1) To optimize the dose regime in children between 2 to 5 y/o old to reach similar plasma concentrations to children of 6-11 y/o with allergic rhinitis.
2) To build a new population pharmacokinetic (popPK) model in children including all ages (2-11 y/o) to evaluate if the proposed regimen, as a function of weight, is adequate to reach rupatadine exposure similar to adults and ≥ 12 y/o.
A popPK model was developed, using data from 6-11 y/o study (STD I) including 11 patients with full PK profile in allergic rhinitis. A second study (STD2) including 2-5 y/o was optimal designed based on the parameters estimated from STD I, assuming: inclusion of < 40 children, < 5 samples per child in the shortest time window. A final popPK model was built for children 2-11 years. Influence of different covariates on model parameters was also evaluated. PopPK modeling and simulation was performed in NONMEM and optimal design in WINPOP software.

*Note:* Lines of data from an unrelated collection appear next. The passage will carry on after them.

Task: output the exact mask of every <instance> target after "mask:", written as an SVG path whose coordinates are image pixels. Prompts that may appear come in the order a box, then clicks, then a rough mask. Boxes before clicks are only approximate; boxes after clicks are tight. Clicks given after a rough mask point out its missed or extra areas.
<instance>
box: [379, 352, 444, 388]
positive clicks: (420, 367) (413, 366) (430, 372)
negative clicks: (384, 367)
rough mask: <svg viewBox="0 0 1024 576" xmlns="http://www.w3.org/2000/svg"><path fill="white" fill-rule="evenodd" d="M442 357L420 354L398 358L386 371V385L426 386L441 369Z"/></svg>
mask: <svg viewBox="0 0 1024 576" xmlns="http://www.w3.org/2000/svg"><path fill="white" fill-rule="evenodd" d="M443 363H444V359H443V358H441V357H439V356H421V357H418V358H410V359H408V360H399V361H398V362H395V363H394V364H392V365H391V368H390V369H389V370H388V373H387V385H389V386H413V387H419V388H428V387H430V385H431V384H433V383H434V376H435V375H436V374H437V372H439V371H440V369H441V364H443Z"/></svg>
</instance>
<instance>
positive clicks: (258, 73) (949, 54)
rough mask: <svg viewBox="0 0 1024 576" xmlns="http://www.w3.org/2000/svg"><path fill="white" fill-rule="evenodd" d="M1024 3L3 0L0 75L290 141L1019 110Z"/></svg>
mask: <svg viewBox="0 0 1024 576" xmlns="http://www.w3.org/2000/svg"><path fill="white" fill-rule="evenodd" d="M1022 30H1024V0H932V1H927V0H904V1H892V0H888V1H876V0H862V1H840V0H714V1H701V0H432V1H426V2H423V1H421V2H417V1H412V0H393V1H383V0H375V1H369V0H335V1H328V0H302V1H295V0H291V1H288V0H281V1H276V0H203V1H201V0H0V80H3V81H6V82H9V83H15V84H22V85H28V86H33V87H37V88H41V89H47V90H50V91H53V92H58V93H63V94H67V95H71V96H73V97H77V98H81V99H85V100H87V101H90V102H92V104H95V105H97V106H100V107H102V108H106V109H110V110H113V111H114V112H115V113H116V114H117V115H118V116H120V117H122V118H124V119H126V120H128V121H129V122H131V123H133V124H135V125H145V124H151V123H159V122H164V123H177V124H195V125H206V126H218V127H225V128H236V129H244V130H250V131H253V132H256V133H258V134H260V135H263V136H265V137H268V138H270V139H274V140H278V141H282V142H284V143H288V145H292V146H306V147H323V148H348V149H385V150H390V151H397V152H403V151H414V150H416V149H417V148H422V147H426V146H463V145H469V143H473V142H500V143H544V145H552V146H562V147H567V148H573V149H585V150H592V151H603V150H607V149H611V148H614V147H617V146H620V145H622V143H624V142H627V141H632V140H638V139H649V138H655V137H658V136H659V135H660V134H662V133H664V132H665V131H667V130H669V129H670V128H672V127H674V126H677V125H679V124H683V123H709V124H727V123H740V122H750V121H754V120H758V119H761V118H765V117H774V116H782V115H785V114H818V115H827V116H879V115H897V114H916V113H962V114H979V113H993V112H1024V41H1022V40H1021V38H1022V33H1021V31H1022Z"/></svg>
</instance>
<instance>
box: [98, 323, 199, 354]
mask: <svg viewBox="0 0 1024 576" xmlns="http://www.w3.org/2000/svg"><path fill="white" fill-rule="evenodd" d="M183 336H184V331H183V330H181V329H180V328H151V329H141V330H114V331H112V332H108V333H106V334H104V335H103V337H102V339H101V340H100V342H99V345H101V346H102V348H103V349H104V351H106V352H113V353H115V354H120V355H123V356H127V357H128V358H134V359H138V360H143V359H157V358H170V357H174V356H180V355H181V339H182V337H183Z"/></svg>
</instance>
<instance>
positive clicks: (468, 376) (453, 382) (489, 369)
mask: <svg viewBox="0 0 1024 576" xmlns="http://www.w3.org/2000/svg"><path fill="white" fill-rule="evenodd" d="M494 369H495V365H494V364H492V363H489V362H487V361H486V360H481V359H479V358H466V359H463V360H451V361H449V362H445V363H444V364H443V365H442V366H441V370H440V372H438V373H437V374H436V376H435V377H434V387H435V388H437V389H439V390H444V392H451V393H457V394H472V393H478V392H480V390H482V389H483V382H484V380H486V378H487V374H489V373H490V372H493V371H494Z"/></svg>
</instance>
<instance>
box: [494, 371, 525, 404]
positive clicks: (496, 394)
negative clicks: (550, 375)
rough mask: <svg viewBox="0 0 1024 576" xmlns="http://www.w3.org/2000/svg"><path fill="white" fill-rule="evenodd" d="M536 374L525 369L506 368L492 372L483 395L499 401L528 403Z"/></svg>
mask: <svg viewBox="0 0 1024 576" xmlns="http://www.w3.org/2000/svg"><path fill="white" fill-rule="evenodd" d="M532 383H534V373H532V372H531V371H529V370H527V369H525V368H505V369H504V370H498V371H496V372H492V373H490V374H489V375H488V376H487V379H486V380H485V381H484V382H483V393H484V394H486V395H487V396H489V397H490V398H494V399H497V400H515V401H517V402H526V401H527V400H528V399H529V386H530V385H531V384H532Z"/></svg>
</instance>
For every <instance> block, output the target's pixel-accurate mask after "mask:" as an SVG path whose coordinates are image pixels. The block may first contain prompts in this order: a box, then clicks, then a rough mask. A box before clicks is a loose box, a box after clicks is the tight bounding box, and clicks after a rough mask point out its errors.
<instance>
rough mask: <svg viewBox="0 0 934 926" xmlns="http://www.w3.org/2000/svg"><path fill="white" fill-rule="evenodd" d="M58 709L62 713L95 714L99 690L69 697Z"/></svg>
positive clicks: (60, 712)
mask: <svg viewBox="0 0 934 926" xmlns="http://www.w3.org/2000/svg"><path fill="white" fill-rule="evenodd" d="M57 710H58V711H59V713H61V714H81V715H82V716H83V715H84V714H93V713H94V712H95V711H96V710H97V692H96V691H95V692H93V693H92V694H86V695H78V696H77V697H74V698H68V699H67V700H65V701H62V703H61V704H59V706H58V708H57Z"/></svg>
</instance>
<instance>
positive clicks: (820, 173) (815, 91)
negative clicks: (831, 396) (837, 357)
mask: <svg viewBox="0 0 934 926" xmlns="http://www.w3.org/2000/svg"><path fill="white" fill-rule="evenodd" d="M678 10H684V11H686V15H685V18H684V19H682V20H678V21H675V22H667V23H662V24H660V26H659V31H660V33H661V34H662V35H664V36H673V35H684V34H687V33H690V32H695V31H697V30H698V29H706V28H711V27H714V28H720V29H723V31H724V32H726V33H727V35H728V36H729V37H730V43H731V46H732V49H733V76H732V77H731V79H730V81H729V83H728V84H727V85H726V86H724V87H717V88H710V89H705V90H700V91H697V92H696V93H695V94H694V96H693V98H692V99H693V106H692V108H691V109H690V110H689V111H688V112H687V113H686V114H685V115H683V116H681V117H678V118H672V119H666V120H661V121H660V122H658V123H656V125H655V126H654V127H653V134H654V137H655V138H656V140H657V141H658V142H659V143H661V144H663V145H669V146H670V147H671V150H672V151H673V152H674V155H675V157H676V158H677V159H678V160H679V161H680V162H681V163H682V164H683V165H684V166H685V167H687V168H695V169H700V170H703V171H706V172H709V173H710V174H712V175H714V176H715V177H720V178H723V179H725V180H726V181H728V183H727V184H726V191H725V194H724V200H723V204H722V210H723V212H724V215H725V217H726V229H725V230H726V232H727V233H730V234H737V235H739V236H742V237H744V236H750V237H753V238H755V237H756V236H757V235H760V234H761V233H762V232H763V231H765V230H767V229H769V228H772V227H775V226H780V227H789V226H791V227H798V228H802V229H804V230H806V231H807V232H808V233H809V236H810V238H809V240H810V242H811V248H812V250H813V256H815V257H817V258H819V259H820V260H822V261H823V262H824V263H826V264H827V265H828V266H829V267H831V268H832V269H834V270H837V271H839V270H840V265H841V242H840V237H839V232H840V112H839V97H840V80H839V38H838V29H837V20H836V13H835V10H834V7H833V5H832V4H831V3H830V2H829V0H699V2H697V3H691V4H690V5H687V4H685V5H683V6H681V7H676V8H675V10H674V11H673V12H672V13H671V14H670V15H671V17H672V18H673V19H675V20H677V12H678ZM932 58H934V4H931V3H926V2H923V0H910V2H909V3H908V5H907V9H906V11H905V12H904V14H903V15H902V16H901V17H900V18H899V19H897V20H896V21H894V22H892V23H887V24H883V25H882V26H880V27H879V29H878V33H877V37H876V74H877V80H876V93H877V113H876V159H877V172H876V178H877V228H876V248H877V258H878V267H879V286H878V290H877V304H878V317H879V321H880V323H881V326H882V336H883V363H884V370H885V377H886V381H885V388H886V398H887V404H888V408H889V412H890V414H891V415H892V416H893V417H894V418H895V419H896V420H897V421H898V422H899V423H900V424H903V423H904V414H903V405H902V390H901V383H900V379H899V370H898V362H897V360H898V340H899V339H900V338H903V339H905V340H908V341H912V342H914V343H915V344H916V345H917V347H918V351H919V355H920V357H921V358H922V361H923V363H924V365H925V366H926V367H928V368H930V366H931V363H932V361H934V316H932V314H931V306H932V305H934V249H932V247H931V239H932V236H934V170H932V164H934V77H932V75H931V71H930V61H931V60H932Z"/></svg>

The dose administered in STD II was 2.5 mg/kg (weight 10-25 kg) or 5 mg/kg (weight > 25 kg) and 3 samples per child were needed in a 2h time window. A two-compartmental model with first-order absorption and elimination where clearance depends on weight fitted the data for 2-11 y/o children. Mean (SD) estimates of parameters obtained by noncompartmental analysis of the steady-state simulated plasma concentrations for both subsets of children were similar: Cmax, 2.54(1.26) vs 1.96(0.52) ng/mL; AUC, 10.74(3.09) vs 10.38(4.31) ng/mL/h; t1/2, 12.28(3.09) vs 15.94(4.09), for children 6-11 y/o and children 2-5 y/o, respectively.
A popPK model for rupatadine was used in the design of a new clinical study. Rupatadine clearance in children 2-11 years increases with age. The used range of doses in children provides similar exposure to rupatadine to that associated with efficacy and safety in adults and adolescents ≥ 12 y/o.